If you were surprised to learn that the conventional IOL approach to presbyopia correction has such a long track record, you are not alone. Many readers were. I, too, was shocked when Ed reminded me that his surgery was all the way back in November 1985 and that I had told him then that he was my seventh presbyopia-correction case.
Ed’s reading result taught me early on that the conventional IOL approach could be successfully tailored to achieve even the most demanding reading vision goals. Maxine’s more recent success says loud and clear that we can now reproduce that same experience reliably and accurately for a wide range of candidates. Ed and Maxine were important milestones on my path to presbyopia correction.
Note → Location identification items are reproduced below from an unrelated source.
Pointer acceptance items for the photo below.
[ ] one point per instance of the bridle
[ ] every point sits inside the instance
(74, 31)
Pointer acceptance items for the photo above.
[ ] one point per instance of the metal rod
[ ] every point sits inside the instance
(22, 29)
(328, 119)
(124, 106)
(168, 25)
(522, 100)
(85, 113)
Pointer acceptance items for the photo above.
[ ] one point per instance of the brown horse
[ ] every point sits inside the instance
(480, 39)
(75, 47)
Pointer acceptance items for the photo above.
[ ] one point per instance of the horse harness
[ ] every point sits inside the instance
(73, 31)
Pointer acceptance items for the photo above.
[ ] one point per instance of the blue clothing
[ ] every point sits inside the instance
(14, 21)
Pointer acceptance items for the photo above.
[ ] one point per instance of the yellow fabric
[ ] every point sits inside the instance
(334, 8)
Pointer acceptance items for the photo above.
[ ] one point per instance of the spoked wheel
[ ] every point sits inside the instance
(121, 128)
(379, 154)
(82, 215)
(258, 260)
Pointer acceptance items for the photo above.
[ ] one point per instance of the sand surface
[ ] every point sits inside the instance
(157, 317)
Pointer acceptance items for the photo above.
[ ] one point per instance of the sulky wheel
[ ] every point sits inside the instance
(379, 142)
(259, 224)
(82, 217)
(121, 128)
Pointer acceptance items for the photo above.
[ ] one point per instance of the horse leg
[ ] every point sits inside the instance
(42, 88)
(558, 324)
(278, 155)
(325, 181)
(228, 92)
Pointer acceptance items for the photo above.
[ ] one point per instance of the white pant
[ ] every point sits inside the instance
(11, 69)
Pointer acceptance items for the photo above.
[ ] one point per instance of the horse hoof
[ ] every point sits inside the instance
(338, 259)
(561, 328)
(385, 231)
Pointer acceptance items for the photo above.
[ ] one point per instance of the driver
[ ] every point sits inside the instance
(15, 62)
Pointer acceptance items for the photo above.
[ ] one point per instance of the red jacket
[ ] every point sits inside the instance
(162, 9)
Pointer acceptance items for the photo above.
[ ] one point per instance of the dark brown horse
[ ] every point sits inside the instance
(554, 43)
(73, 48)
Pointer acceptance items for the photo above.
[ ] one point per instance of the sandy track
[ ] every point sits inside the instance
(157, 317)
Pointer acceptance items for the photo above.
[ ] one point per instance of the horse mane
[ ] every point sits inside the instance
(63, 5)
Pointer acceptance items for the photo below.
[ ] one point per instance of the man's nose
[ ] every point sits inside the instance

Specific comparison challenge
Any surgeon experienced in refractive surgery knows that Maxine represented a major challenge — the specific comparison syndrome. She had watched Ed function smoothly without glasses for 20 years. Her tacit, mostly unconscious assumption was that she would achieve the same set of distance and reading vision capabilities. No length of optical explanations about patient variability was going to change that. Despite being a delightful, cooperative and positive patient, any deviation from Ed’s result was bound to disappoint Maxine, whether or not she ever voiced it.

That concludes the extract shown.